= Michel Stoffel =

Luxembourgish artist and author

Michel Stoffel (1903–1963) was a Luxembourgish artist and author. He also worked for a time in the insurance sector. Together with Joseph Kutter, he is considered to be one of Luxembourg's most prominent painters.

==Early life and education==

Stoffel was born on 24 March 1903 in Bissen, central Luxembourg. In 1913, his family moved to Liège where he attended primary and secondary school, although he completed his schooling in Luxembourg at the Lycée de Garçons in Limpertsberg. From 1919, he took a correspondence course at the Ecole Universelle de Dessin in Paris and, after working in the insurance business for a few years, he completed his studies at the Weimar Academy of Fine Art in 1933.

==Artistic career==

While working in the insurance sector, founding a company of his own in 1934, he also continued to paint, winning the Prix Grand-Duc Adolphe in 1936 and becoming president of the Cercle artistique de Luxembourg in 1939. After the Second World War, together with other Luxembourg artists, he exhibited in the Salon d'Automne des Artistes lorrains in Nancy (1945) and also held an exhibition of his own paintings at the Galerie Bradtké in Luxembourg (1946). In 1948, he participated in the Salon d'Art moderne et contemporain in Liège.

It was in 1950 that he first started to paint in the geometric style of abstract art, leading him in 1954 to be one of the founding members and spokesman of the Iconomaques, a group of Luxembourg artists devoted to abstract art. In 1956, he received an honorable mention at the fourth São Paulo Art Biennial. He completed two mosaics for Luxembourg's Nouvel Athénée in 1962 and became a member of the arts and literature section of Grand Ducal Institute.

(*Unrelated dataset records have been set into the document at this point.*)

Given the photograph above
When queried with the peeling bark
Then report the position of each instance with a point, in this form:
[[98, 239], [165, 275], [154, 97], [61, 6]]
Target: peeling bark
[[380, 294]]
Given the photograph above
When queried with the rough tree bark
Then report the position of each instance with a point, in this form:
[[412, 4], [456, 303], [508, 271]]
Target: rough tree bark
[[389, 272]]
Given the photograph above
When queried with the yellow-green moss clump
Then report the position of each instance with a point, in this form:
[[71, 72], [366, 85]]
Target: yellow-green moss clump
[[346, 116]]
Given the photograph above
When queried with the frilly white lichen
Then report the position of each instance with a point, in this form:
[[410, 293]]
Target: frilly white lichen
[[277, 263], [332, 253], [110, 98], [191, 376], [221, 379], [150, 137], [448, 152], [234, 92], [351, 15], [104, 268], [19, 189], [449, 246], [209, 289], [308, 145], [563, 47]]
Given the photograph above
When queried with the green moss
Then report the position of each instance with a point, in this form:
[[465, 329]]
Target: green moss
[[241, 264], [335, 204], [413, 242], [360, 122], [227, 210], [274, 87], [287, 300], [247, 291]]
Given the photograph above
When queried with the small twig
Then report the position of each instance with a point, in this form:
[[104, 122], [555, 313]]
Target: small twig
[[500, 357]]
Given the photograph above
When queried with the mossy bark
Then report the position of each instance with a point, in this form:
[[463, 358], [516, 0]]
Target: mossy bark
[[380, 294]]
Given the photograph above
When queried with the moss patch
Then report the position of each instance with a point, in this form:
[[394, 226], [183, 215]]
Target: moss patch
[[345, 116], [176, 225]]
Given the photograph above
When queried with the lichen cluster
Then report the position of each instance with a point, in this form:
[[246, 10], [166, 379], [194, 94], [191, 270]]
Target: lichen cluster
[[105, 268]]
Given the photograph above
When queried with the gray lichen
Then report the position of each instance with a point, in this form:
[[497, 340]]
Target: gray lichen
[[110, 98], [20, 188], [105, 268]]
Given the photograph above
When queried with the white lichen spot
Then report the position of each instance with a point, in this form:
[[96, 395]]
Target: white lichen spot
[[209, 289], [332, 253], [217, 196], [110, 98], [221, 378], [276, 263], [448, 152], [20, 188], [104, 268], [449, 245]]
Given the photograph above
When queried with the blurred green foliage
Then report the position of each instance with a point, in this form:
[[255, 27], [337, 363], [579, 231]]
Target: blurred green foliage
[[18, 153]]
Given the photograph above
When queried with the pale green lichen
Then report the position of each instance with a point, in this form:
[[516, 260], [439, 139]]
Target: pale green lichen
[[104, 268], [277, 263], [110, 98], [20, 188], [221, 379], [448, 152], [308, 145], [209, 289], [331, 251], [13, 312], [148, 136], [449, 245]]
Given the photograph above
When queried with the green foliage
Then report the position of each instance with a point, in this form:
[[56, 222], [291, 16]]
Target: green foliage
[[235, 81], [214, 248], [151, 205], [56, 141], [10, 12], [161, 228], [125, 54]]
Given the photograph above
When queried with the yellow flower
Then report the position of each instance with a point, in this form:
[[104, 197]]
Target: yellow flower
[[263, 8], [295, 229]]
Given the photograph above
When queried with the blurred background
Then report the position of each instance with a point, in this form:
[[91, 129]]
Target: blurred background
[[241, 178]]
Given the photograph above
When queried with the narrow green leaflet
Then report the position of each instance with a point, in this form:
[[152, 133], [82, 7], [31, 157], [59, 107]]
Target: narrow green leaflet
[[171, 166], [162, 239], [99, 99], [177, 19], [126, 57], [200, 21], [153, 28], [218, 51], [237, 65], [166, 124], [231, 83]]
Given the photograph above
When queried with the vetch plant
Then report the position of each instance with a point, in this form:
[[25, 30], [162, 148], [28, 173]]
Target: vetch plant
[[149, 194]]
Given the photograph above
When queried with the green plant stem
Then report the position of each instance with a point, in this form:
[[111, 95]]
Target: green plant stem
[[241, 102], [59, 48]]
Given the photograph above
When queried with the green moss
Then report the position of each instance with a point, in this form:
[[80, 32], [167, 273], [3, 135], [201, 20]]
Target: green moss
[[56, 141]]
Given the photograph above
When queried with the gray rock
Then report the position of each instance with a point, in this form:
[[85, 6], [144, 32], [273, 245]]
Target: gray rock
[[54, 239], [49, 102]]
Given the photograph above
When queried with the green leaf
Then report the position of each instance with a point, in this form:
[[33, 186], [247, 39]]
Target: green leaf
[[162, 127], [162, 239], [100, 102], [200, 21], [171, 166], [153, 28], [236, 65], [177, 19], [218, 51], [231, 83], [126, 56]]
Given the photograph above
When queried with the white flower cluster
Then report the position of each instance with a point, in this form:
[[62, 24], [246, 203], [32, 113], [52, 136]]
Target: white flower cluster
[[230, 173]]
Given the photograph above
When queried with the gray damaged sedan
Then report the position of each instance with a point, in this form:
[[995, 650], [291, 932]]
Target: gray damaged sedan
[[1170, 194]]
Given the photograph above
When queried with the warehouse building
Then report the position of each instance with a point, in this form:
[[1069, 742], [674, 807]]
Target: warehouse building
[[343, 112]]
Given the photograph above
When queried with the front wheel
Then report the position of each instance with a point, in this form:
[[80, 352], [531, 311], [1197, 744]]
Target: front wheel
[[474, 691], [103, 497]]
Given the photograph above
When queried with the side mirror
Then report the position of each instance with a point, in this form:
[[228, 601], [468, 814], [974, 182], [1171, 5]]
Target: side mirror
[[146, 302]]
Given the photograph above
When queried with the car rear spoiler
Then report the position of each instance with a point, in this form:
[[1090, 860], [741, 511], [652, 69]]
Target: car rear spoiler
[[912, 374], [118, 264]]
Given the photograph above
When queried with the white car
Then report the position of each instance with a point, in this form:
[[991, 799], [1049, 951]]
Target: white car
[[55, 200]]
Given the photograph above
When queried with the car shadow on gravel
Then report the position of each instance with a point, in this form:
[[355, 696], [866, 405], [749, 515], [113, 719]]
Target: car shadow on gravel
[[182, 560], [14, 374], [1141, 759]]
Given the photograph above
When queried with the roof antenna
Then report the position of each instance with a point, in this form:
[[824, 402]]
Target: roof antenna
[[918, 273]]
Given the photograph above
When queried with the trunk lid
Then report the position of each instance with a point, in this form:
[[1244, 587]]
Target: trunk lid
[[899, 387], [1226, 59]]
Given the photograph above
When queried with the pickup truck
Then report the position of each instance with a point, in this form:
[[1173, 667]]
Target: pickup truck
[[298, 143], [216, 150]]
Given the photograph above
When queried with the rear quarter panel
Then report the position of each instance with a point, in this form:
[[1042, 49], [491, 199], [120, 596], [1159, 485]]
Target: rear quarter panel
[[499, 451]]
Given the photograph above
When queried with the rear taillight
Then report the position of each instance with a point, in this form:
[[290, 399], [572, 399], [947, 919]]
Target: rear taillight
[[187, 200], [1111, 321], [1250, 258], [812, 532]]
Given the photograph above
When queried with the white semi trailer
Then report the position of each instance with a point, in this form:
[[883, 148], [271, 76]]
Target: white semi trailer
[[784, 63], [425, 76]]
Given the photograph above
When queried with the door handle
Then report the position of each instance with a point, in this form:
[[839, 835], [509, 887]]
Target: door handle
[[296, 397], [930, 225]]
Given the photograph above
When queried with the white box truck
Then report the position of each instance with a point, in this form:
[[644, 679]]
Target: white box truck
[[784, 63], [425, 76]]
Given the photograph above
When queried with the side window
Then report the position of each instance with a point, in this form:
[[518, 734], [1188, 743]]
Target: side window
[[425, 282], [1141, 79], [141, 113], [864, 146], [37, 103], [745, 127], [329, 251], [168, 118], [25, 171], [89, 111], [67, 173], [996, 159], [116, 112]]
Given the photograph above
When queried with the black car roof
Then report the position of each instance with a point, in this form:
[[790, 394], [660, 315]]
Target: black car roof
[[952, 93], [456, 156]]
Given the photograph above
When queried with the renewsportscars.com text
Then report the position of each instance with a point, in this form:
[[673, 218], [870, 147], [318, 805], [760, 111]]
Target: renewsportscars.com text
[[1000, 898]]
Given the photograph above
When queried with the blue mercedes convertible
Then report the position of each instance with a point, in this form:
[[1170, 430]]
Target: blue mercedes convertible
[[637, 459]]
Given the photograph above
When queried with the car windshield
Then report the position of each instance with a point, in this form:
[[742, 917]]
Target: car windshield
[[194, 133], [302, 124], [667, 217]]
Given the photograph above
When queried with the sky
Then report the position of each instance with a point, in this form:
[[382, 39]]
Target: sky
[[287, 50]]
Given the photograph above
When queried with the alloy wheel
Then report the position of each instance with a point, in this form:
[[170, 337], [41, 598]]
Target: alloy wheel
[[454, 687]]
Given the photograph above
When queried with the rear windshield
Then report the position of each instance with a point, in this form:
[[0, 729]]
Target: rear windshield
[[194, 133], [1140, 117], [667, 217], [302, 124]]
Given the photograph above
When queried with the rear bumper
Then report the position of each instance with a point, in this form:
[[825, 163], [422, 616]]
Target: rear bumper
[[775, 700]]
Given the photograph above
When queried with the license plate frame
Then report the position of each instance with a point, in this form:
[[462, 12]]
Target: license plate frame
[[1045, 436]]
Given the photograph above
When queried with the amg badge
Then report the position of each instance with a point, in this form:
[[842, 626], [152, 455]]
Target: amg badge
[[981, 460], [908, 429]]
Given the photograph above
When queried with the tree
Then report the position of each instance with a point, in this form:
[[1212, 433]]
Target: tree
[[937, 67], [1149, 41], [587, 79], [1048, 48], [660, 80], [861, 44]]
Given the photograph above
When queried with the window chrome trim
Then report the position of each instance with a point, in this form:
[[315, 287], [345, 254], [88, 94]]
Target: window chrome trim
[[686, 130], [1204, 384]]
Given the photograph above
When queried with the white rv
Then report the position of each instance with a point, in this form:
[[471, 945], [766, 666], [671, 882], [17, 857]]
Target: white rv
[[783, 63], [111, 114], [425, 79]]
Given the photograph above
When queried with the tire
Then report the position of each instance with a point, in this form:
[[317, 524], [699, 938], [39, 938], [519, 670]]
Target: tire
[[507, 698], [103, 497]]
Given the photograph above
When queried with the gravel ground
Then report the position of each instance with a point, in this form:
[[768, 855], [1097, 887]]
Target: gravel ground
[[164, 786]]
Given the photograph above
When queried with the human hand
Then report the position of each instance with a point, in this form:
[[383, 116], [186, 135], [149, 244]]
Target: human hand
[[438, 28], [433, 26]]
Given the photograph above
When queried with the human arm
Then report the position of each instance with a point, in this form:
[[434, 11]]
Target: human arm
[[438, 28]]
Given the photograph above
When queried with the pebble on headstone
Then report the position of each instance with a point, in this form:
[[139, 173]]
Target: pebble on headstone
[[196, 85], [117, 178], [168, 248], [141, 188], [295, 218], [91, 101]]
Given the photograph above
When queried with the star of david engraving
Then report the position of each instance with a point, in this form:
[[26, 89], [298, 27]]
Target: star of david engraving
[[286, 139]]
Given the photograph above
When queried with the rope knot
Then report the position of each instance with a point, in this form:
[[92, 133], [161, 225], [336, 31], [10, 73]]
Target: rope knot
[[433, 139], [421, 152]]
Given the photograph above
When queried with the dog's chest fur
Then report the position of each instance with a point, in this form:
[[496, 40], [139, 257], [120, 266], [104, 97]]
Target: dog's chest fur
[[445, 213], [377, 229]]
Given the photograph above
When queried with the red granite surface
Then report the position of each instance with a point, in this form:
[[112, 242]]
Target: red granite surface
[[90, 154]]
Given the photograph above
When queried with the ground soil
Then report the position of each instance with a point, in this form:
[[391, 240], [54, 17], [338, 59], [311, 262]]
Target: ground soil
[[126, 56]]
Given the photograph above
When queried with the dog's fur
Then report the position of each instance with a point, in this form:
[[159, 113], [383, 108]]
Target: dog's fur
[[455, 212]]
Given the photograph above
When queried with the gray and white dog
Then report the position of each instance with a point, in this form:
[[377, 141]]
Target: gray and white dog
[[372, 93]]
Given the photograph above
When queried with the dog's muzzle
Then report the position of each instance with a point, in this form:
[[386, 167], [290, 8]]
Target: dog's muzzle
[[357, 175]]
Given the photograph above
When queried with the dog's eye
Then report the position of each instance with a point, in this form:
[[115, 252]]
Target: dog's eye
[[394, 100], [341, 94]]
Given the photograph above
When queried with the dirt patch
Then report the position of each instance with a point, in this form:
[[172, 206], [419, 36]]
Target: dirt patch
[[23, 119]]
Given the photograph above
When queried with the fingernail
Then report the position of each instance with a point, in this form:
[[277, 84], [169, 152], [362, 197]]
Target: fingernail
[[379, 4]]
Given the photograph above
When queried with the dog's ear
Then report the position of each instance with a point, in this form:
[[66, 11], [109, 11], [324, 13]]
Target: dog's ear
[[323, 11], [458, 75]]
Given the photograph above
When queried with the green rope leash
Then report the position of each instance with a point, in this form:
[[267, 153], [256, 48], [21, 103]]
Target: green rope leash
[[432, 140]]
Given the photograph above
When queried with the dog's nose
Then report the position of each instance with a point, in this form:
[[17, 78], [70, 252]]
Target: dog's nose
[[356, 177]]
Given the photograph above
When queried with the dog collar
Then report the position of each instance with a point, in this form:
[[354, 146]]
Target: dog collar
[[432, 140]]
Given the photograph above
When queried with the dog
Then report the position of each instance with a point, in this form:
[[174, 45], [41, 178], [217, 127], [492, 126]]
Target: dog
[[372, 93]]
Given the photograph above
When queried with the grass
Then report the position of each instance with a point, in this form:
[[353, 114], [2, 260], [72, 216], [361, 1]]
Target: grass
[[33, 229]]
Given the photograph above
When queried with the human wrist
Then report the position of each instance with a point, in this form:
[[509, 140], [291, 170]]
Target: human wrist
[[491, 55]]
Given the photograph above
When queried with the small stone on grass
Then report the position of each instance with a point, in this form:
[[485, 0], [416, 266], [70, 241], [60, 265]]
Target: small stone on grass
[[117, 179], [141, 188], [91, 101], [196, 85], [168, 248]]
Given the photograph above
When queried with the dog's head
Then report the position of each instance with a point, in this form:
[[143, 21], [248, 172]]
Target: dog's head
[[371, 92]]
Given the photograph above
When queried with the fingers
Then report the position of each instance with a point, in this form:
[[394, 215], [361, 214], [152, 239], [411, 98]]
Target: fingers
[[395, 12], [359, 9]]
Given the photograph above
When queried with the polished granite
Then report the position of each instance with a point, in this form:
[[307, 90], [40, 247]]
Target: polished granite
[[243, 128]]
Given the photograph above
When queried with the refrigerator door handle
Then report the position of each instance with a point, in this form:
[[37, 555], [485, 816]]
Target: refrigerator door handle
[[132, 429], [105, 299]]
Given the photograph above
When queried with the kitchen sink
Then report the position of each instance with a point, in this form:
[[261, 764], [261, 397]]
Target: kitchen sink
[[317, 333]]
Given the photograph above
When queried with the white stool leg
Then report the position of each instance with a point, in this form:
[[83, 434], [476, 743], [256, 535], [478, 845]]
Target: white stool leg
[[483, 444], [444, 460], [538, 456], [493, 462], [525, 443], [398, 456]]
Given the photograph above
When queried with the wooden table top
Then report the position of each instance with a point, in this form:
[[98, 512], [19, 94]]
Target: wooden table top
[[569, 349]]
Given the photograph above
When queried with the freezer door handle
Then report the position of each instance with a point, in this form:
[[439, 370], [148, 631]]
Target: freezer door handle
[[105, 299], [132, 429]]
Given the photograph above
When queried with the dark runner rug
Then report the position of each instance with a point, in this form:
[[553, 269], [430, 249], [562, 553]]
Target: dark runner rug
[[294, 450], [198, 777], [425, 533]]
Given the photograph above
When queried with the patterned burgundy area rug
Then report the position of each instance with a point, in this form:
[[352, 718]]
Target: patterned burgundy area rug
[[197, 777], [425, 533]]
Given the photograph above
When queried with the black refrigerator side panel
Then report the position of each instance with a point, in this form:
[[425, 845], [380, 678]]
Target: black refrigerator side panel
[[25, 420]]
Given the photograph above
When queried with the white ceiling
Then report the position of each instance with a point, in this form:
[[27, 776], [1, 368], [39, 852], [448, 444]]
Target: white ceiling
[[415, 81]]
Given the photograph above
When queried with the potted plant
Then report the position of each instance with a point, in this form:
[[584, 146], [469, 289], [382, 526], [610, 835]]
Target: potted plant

Michel Stoffel died in Luxembourg City on 29 March 1963, five days shy of his 60th birthday. To mark the centenary of his birth, in 2003 Luxembourg's National Museum of History and Art held an exhibition of his work: Rétrospective Michel Stoffel 1903–1963.

==Bibliography==

- "Rétrospective - Michel Stoffel - 1903–1963", Musée national d'histoire et d'art, Luxembourg. Catalogue. ISBN 2-87985-048-7.
- Joseph-Émile Muller & Joseph Funck, "Michel Stoffel". Publication de la Section des arts et lettres de l'Institut grand-ducal|Institut Grand-Ducal, 91 pp., 1971, Luxembourg.
- Nic Weber, Michel Stoffel, in: Les Cahiers luxembourgeois 2003/1.